Propensity score methods are widely used to estimate treatment or exposure effects in observational studies. In studies with binary response the effect can be described as an odds ratio, and the Mantel–Haenszel estimator is traditionally used for stratified data. Although propensity score methods are designed for marginal treatment effects, it has been shown that the Mantel–Haenszel estimator stratified for propensity score is a questionable estimator for the marginal odds ratio, which describes the change in odds of response if everybody versus nobody were treated.
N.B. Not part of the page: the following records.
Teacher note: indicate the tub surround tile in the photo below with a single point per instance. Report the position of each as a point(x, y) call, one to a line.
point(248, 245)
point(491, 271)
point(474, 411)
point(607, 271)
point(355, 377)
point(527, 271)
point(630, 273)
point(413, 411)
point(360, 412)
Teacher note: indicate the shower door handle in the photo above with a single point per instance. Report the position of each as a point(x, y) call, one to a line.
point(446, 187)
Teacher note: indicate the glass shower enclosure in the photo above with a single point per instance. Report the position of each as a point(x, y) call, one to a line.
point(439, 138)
We studied recently proposed alternative estimators for the marginal odds ratio, one stratified for propensity score, the other derived from logistic regression. Additionally, we adapted the methodology of the logistic regression based estimator for the derivation of a marginal odds ratio estimator to covariate adjustment by the propensity score. We also derived corresponding variance estimators using the Delta-method.

The estimators were illustrated and compared to the inverse probability weighted estimator and the stratified Mantel–Haenszel estimator in a study dealing with respiratory tract infections in children in Germany. Furthermore, simulation studies that were carried out to investigate relative bias, variance and coverage probability showed reasonable performance of marginal odds ratio estimators if response rates or regression based approaches were used. Their variances were accurately estimated. In contrast, the stratified Mantel–Haenszel estimator was substantially biased in some situations due to problems of non-collapsibility and thus it is generally inappropriate for a reliable estimation of the marginal odds ratio. Copyright © 2010 John Wiley & Sons, Ltd.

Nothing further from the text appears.